In the East in West series, Lee juxtaposes the modern New York scene with traditonal eastern Asian elements. By doing that, Lee wants the audience to see there is an unchanging essence that transcends time, place, era, and culture. Lee wishes happiness and blessing through her work, just as the ancestors wished well for others while exchanging their paintings.

"I have always been fond of the bright colors and positive energy of minwha and been impressed by the fact that these paintings were created and shared over the course of many wars. Despite the hardships they were facing, the people of Korea kept a positive attitude and continued seeking hope and happiness through art.

I believe the essence of life is seeking one’s happiness and striving to benefit all mankind at the same time. Thus, a human being’s life journey is an interaction between this essential desire with its environment. While the objects and their appearance may have changed over time, one’s immortal passions and desires of well-being have never withered. People in modern days often seem to confuse the pursuit of happiness with materialistic desire, but I think what we truly seek is the happiness of us and others. When we realize that, our lives can be more meaningful and appreciative.

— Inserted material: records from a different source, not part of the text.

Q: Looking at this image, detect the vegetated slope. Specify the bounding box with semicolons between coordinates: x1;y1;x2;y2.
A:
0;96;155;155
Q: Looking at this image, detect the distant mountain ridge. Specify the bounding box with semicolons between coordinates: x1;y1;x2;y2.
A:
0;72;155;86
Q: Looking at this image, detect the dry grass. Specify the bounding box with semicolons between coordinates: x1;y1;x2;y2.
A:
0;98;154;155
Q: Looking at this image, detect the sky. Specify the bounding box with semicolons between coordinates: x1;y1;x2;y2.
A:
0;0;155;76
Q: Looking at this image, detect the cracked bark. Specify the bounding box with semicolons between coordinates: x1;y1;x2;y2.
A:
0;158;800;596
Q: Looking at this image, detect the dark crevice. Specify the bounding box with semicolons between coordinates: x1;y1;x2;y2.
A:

Diamonds represent pure goodness in my work. They are the result of carbon atoms being placed under conditions of extreme pressure and heat. Instead of being destroyed, the carbon became something beautiful and strong that reflects light that shines on others. Thus, diamonds can symbolize the positive human spirit that overcomes life’s hardships and obstacles. This was the same quality I found and valued in minhwa.

By integrating Korean tradition with New York life, traditional and contemporary, East and West, material and ideal all coexist in my work with embedded good wishes. As our ancestors did, I wish happiness to you and your loved ones through my paintings."


Stephanie S. Lee (김소연) 작가는 한국전통민화의 상징성, 대칭성, 장식성을 응용하여 한지, 석채,분채, 먹 등의 전통재료를 이용해 현대와 과거를 넘나드는 작업을 한다.

어려운 시대상황을 달관한 밝은 그림으로 서로에게 삶의 희망을 전하고자했던 선조들의 정신에 감동한 작가는 한국의 전통민화를 현대의 모습과 비교, 재해석 함으로서 전통과의 연결상실을 회복해 보고자 함과 동시에 시대를 초월한 인류의 공통된 염원인 '행복의 추구'와 그 너머 철학적 의미를 찾고자 한다.

작품속의 현대물들은 인간의 욕망을 현상적으로 보여주고있지만, 물질주의를 비판하는것이 아닌, 그 근본에 있는 선한 마음을 깨닫고 이해하는 통로가 되는 매개체로서의 역할을 상징한다. 작가는 과거와 현재, 전통과 트렌드, 한국에서의 정서를 기반으로 뉴욕에서 살아가는 삶을 그리며 모습은 다르지만 그 속에 흐르는 근원적이고 긍정적인 삶에대한 욕망을 통해 순환, 윤회, 조화, 공존 등의 철학적 의미를 찾고자 한다.

열과 압력을 견뎌 더 단단하고 반짝이며 주위에 빛과 아름다움을 전하는 다이아몬드는 작가의 작품에서 선한 마음의 결정체를 상징한다. 전쟁과 가난에 굴하지 않고 긍정적으로 타인에게 희망을 빌어주었던 민화에 담긴 선조들의 정신과 닮은점이 많다고 생각해 작가의 그림에 자주 등장한다.

다 함께 잘 살기를 바랬던 소망과 염원을 일상 가까운곳에서 그림으로 나누던 선조들의 따뜻한 마음처럼 작가도 그림을 통해 긍정적인 에너지를 전하고자 한다.